Pardes announced in July 2016, that "[a]fter 21 years of dedicated service to Pardes, Rabbi Daniel Landes will be leaving at the end of the summer."

Landes is director of YASHRUT, having founded the institute in 2018 to build civil discourse through a theology of integrity, justice, and tolerance. YASHRUT includes a semikhah initiative as well as programs for rabbinic leaders.

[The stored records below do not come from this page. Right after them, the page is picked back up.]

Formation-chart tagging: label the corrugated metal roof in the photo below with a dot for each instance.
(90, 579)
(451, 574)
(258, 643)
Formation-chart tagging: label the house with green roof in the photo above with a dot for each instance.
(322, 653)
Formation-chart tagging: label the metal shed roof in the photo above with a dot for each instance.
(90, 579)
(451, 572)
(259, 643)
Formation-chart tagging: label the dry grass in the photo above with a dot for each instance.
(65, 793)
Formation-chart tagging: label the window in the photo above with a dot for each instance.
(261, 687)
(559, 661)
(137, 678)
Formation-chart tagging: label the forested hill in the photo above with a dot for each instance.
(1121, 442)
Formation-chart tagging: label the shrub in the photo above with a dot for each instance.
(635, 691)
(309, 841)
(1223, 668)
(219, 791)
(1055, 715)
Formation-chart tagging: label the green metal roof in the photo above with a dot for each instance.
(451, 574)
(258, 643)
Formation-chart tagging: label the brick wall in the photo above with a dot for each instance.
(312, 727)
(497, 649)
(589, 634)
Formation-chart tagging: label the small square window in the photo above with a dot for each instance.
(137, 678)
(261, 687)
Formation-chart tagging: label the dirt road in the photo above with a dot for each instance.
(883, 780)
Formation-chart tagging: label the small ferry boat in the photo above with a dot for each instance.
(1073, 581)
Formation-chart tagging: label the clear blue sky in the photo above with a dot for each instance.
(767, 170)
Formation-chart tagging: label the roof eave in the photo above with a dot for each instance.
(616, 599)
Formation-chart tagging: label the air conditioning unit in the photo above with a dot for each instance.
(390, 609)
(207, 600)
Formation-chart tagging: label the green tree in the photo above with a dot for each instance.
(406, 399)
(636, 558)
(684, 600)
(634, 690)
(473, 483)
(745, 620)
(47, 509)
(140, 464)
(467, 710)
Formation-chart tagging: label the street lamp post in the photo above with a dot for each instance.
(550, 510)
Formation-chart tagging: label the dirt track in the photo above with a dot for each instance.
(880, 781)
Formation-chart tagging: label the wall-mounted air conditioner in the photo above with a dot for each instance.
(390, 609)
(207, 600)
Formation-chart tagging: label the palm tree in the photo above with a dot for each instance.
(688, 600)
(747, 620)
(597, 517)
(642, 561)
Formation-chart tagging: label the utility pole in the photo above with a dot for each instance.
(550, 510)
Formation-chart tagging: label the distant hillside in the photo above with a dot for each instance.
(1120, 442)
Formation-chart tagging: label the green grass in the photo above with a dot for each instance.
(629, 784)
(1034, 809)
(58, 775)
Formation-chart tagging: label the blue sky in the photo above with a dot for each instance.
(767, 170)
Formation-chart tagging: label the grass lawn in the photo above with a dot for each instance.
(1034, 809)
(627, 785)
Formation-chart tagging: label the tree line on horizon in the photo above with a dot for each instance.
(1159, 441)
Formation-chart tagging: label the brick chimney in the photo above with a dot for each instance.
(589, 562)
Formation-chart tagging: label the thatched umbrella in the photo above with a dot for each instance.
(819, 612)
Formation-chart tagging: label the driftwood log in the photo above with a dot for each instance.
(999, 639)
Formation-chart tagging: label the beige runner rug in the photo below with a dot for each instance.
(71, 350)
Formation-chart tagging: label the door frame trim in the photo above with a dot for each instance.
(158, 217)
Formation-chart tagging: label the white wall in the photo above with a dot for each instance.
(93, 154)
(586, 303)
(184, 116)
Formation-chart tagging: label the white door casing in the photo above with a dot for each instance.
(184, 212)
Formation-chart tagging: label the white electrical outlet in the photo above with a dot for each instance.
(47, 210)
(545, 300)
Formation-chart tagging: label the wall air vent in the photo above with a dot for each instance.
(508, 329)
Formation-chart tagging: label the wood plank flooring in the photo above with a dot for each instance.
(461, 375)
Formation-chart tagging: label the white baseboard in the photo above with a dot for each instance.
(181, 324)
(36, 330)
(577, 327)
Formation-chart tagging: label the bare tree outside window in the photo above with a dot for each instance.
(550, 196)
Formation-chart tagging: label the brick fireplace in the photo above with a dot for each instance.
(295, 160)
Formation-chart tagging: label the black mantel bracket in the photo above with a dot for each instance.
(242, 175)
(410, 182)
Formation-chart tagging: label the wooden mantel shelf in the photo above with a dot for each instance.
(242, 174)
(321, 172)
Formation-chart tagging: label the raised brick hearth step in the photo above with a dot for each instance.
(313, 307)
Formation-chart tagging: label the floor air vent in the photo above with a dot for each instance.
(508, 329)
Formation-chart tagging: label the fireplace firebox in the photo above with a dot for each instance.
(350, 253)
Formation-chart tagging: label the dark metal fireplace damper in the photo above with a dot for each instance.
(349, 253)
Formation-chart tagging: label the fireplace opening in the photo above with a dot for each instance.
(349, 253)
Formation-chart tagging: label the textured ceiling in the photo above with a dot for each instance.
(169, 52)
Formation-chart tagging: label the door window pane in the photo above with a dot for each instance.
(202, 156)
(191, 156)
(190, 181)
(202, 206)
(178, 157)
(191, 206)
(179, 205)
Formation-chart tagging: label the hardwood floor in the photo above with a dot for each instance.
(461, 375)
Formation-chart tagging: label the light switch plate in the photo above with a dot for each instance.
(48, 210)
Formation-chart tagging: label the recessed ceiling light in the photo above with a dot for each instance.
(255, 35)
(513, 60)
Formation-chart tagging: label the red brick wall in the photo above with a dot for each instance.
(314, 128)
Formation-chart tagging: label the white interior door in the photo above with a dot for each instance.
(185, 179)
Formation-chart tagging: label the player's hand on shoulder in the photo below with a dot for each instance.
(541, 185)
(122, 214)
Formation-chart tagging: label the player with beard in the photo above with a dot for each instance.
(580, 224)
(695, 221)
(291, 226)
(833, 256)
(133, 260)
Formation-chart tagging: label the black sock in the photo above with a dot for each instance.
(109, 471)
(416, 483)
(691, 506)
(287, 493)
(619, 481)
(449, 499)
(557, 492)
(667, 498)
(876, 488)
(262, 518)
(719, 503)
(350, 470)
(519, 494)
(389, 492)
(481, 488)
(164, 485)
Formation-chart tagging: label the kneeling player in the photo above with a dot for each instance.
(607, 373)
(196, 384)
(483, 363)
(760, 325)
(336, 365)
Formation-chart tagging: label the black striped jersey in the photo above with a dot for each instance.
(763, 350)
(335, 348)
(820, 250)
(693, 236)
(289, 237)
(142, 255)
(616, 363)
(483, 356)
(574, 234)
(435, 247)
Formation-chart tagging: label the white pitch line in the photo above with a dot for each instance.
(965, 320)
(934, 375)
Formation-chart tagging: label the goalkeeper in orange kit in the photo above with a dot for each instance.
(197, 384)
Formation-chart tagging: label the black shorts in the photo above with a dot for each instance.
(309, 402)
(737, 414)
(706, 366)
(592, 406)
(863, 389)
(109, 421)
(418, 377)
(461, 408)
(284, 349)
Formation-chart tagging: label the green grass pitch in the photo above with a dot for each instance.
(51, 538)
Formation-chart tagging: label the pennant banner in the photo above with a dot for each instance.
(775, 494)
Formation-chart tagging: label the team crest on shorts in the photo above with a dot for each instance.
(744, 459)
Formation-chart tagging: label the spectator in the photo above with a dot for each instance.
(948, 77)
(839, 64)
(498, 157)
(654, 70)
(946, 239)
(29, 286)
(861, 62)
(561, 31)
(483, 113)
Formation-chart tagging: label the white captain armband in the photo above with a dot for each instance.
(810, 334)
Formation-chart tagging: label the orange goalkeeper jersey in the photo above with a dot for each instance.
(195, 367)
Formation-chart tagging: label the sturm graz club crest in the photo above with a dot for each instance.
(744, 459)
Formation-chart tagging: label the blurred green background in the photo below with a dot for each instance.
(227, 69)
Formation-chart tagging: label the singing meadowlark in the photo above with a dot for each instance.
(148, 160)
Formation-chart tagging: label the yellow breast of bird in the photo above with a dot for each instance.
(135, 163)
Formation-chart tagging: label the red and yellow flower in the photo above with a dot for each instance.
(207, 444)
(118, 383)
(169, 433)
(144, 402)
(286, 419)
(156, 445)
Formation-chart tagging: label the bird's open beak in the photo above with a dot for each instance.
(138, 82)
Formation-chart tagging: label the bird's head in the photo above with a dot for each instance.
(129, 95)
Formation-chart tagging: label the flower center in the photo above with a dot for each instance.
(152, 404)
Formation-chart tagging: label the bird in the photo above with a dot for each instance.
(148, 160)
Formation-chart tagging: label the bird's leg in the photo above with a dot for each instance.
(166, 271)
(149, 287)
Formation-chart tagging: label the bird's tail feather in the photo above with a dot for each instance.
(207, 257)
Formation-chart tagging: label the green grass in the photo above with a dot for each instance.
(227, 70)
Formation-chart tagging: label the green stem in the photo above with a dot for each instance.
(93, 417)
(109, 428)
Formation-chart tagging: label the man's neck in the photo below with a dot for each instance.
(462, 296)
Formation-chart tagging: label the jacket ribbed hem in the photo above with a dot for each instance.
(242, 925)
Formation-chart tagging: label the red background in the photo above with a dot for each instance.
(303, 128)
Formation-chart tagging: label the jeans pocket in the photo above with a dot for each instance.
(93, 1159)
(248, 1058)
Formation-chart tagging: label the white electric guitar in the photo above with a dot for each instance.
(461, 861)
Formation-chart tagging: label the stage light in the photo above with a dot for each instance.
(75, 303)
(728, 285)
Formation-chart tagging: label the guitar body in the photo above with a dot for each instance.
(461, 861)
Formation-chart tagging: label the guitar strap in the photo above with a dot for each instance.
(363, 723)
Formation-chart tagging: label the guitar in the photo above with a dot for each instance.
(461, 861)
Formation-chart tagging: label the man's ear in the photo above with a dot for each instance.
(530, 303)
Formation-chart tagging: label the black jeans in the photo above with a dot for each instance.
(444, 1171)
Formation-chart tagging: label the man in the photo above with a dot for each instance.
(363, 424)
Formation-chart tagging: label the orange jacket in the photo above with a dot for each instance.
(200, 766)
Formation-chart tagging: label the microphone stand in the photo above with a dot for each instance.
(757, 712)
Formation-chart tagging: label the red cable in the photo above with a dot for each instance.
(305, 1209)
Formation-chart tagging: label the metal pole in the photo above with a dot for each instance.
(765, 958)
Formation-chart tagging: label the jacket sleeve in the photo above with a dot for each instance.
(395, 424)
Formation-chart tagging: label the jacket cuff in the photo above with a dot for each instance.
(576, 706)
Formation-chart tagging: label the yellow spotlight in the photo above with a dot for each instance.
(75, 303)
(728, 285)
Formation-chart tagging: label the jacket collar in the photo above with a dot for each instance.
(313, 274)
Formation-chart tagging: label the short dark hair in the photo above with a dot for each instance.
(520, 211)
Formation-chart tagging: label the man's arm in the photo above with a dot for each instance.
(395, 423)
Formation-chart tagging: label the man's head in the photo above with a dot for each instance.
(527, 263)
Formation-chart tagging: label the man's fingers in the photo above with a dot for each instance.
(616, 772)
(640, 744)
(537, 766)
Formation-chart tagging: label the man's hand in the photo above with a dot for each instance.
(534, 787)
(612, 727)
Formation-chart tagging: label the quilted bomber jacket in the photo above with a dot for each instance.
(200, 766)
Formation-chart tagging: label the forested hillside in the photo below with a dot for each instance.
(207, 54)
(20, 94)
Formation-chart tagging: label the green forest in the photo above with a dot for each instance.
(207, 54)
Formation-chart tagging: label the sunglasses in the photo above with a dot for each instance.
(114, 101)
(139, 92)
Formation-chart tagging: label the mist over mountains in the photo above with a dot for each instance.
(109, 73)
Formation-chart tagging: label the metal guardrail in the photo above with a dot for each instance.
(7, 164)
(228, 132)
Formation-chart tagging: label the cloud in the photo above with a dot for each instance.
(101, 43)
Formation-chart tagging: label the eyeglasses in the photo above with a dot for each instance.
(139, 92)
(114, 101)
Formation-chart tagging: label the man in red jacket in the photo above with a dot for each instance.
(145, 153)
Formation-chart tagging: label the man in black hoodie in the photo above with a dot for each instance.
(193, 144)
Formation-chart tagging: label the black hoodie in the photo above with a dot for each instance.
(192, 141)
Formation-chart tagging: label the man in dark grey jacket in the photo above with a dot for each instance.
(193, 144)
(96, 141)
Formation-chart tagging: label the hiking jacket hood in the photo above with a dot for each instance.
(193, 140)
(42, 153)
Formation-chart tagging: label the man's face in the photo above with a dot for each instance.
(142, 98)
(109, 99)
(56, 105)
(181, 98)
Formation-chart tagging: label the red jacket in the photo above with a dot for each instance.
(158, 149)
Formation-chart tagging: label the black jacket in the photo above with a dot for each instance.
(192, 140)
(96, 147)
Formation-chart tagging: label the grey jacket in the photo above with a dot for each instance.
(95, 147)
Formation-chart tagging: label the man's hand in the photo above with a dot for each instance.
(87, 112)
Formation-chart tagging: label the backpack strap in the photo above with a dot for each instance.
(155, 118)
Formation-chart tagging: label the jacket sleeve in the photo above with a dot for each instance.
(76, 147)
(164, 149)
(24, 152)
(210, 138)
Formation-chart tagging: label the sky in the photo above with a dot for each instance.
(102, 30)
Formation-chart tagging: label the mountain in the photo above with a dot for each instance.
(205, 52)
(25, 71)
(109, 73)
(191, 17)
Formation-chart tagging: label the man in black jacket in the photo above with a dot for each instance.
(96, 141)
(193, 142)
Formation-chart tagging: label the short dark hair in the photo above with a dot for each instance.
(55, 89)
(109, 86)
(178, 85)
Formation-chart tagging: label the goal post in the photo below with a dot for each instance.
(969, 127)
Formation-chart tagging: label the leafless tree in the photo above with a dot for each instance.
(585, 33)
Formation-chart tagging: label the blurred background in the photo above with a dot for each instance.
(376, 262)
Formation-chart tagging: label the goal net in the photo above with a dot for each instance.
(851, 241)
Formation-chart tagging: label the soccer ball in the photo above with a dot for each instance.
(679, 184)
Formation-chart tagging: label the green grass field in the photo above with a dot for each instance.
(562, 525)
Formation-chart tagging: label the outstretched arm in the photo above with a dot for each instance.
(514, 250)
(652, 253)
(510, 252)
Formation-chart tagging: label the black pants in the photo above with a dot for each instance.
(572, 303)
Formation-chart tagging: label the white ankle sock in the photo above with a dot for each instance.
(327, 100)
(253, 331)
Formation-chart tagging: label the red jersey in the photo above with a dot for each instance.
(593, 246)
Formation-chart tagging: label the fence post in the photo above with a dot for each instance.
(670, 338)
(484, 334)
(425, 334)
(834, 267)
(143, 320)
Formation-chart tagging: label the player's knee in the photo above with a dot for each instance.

Landes has ordained forty-three rabbis during his career, seven of which received semikhah from Landes under the auspices of YASHRUT in 2019.

In 2019 in Jerusalem, Landes ordained Daniel Atwood; Atwood thus became the first openly gay person to be ordained as an Orthodox rabbi.

==Publications==
Landes and his wife Sheryl Robbin, a social worker and author, write on Biblical and ethical issues.
- Co-editor with Alex Grobman of Genocide: Critical Issues/ The Holocaust
- Editor of Confronting Omnicide: Jewish Reflections of Weapons of Mass Destruction
- Jewish Law commentator for the ten-volume interdenominational work My People’s Prayer Book (recipient of the National Jewish Book Award)
- Published articles in Tikkun and Jewish Review of Books, as well as other magazines, journals and newspapers.